Thursday, November 30, 2006

Day 2: Cones. Weight. Butter(s).

After a brief repose on the hardest stools available in Manhattan (seriously, I almost opted to stand on the subway home), we created our first of what will undoubtedly be many of thousands small parchment cones called cornets (pronounced corNAY, in singular or plural). These are generally used for writing, particularly when the ink is made of chocolate. To see me make cornets, you'd think perhaps I'd done a few hundred of them in my day. It went well... quickly, efficiently, correctly. Oh, then we had to fill them halfway with chocolate, cut the barest slice off the tip, and proceed to practice writing and the generation of some basic designs. Here's where the illusion of experience I had presented fell away with little ceremony, leaving me fully exposed as the novice I actually am, rivulets of dark chocolate running up my sleeves, along my apron strings and towels, and on the side of my mouth (and the really screwed up part is I didn't even taste any, something I say not defensively but in complaint - if I had evidence of chocolate-tasting literally written on my face the very least I might have gotten out of it would have been actually tasting some). Only after a fair amount of correction and intense concentration was I able to get my "lines" of chocolate to appear in any way linear and my writing... well, in the Western alphabet if not exactly English.

The confidence of much of the class having suffered such a devastating blow right out of the gate, we undertook a small exercise in culinary math - how many teaspoons in a quart and so forth - which served to relax our nerves, at least for those of us for whom multiplying single digits by other single digits with the aid of a calculator proved a somewhat more accessible task than script in that least forgiving of all inks.

We then set about weighing various ingredients using different types of scales. I must say, getting flour on my hands for the first time in my new kitchen was exhilarating. Nearly as exhilarating as the monolithic fifteen-pound bag of pecans.

Subsequently, we came to the first segment of palate education: Dairy Identification. This wasn't a blindfolded test where we had to ingest something and then say what it was, but rather an open and conversational evaluation of differing dairy products that were passed around the table. We began with spoonfuls of milk of varying fat contents, cream both light and heavy, half and half, evaporated milk, and condensed milk. This sated our appetites for dairy almost as much as it called forth our pity for Heidi, the one lactose-intolerant girl in our class. (Am I the only one to whom the name "Heidi" implies a certain proclivity to dairy products!?)

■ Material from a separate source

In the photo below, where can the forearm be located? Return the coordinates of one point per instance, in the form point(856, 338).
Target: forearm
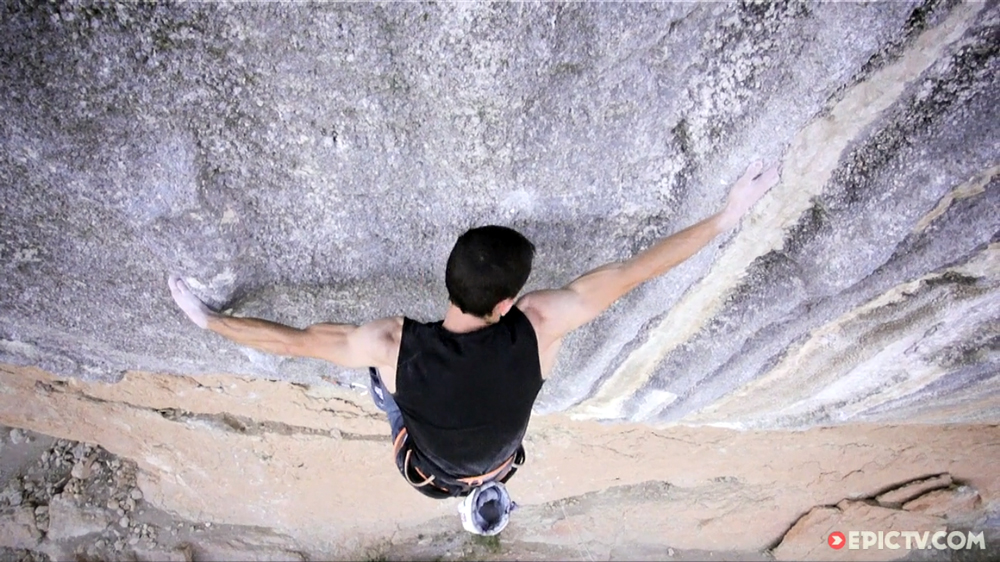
point(674, 249)
point(264, 335)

Then came the butters. Let me tell you about butter. I enjoy butter. I like to use butter in, on, and around things that I eat. I feel that it enhances the quality of just about any food to the point that the very soul-satisfying nature of it counteracts any negative health effects (just let me be delusional and keep reading). Nor have my friends known me to be stingy with it. I have come to realize in a very brief span of time, however, that even I have some level of tolerance for it. Tonight we did some butter tasting. We tasted five unsalted butters including a special one from Denmark that was a first for me and quite remarkable. Then a number of salted butters - and let me tell you, when you've tasted five unsalted butters in a row and then moved on to one even lightly salted one, you will notice the salt. The salt in the first salted butter we tasted was at once repellent, because it seemed so strong, and a boon, because it was any flavor other than unmitigated milk fat. There were an equal number of salted butters passed around before the margarine was introduced. Anyone who knows me at all knows that I take no pains to mask my distaste for this product to begin with, but tasting it after such an inrush of The Real Thing served only to unveil its phony aspects all the more. I really did take a moment to thank God when Chef decided only at the very last second that we didn't have to go through tasting the Country Crock. Seriously. At least all was not in vain; I managed to name a favorite of all these butters - Plugra, the French-style extra-fat butter (surprised, friends?), whose name when properly pronounced is a homonym for plus gras, which translates quite unabashedly to "more fat." It's really, really good. If there were silkcows in the manner that there are silkworms, this would be their product.

To make sure we had enough substance in us, we topped off this light little parade of sixteen products (only two of which were composed of less than 20% fat, and only five under 40%) with some crème fraîche, mascarpone, and cream cheese. A large sundae; a planetary cherry. In all we tasted nineteen dairy products. One very queasy subway ride later, this particular chef-in-training is going to go lay down now.

And dream of unsalted crackers.

1 comment:

Anonymous said...

I am very happy that you are recounting your days of training for the world to see. At least we will have some account of how the master was made. I honestly think that should you desire to quit the fat inducing world of cream and butter tasting, a career in writing would be an amazing thing. Not only because you enjoy it, but because the world would be just a little bit smarter.